✍️ By: Hamia Naderi
In the early spring of 1941, after a 13-year hiatus, Radio Kabul resumed broadcasting with morning and evening programs — one hour in the morning and two hours in the evening.
Historical accounts credit two pioneering women as the first female voices on Radio Afghanistan: Ruqia Habib Abubakr and Latifa Kabir Siraj.
According to Dr. Abdul Ahmad Javid, who led the radio in the 1950s, the first woman’s voice ever broadcast belonged to Ruqia Habib. He recalled visiting her home with a tape recorder to record her speech, titled “Women and Our Society,” which was later aired.
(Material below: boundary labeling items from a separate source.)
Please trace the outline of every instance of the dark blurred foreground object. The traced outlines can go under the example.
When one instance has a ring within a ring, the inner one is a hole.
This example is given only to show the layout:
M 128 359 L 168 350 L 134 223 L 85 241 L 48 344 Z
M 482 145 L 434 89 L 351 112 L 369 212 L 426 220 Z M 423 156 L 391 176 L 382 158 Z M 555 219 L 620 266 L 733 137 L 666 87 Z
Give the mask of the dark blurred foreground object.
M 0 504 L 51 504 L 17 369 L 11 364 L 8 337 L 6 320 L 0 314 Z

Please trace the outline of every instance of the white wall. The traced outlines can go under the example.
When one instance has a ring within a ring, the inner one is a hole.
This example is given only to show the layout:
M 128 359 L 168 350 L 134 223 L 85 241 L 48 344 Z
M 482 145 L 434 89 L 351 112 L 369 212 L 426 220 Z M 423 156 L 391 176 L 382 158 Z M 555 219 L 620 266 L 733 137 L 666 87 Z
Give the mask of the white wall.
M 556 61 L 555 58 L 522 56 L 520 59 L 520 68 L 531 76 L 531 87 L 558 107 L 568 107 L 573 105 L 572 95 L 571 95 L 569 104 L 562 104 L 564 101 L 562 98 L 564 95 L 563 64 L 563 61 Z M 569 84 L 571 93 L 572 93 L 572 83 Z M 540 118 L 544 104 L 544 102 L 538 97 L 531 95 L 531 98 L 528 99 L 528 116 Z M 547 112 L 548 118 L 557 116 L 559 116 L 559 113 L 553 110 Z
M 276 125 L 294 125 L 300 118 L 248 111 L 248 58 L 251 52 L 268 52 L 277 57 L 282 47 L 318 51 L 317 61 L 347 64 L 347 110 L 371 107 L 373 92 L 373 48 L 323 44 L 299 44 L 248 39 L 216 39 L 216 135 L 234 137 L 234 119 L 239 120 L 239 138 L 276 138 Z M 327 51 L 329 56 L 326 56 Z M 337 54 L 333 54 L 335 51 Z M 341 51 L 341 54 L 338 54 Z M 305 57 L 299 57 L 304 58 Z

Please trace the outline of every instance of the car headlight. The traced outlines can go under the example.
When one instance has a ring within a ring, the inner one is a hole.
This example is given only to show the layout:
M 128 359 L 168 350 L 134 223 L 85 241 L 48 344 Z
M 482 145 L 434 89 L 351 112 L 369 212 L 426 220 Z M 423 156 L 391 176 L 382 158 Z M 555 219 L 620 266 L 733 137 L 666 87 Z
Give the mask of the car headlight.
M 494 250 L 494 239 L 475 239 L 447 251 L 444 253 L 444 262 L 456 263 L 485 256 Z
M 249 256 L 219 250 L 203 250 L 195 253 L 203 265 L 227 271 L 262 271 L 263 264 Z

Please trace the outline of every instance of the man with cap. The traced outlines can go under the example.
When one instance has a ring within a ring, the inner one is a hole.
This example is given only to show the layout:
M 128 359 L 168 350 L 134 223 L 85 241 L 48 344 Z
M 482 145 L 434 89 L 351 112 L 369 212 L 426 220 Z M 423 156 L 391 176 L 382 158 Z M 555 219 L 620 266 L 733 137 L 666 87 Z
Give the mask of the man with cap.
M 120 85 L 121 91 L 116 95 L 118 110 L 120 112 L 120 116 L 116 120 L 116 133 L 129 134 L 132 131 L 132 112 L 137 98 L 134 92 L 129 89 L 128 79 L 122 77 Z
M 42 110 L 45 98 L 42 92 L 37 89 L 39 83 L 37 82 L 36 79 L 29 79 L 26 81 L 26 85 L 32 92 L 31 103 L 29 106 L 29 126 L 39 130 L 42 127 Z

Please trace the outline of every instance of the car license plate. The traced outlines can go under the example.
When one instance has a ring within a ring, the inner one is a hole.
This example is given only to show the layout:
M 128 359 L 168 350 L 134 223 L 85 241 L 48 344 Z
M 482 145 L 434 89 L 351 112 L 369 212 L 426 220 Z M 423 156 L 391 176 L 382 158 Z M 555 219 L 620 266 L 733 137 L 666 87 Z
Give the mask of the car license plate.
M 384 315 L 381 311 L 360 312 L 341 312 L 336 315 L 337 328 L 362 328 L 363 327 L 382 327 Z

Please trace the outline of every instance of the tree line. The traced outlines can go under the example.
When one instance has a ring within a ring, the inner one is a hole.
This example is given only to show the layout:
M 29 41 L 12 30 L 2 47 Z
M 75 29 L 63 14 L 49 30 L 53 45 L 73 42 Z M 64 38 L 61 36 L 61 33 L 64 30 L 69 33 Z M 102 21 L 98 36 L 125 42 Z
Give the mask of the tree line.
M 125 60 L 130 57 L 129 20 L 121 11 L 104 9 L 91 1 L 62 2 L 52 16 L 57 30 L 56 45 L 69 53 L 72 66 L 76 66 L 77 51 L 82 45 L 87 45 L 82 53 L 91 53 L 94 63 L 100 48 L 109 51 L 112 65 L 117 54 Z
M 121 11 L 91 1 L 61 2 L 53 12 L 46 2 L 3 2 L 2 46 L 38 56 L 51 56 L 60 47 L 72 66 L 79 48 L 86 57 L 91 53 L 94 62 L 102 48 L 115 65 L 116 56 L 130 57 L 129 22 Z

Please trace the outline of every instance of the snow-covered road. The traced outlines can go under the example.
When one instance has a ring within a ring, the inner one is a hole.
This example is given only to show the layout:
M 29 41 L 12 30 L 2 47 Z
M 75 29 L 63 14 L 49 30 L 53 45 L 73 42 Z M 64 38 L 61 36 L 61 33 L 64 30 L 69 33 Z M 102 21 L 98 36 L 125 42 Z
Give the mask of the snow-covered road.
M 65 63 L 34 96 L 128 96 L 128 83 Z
Some records also name her as one of the first Persian-language announcers alongside Goya Etemadi.
At the time, she reportedly had to wear a chador to enter the studio and present her program. Born in 1919 in Chihilston, Kabul, Ruqia attended Masturat High School, earned a social sciences degree from Kabul University, and worked as a teacher, editor-in-chief of Mermon magazine, a member of the Historical Society, and head of publications at the Red Crescent. She was elected to the Loya Jirga in 1964 to help draft the constitution and later served in the National Assembly.
However, many media outlets, including Radio Azadi, Bakhtar News Agency, and The Kabul Times, named Latifa Kabir Siraj as the first female broadcaster at Radio Afghanistan.
Latifa Siraj spent her childhood in Iran, returned to Afghanistan in the late 1940s, and taught Persian, history, and geography at Malalai High School for 11 years while also promoting theater alongside her sister Zainab.
After the Soviet invasion in 1979, she fled to Pakistan and later moved to the United States, where she worked for Voice of America for ten years. She passed away in 2013 at the age of 90 in the U.S.
While the historical record remains divided between Ruqia Habib and Latifa Siraj, both women broke barriers, becoming trailblazing voices for Afghan women in broadcasting.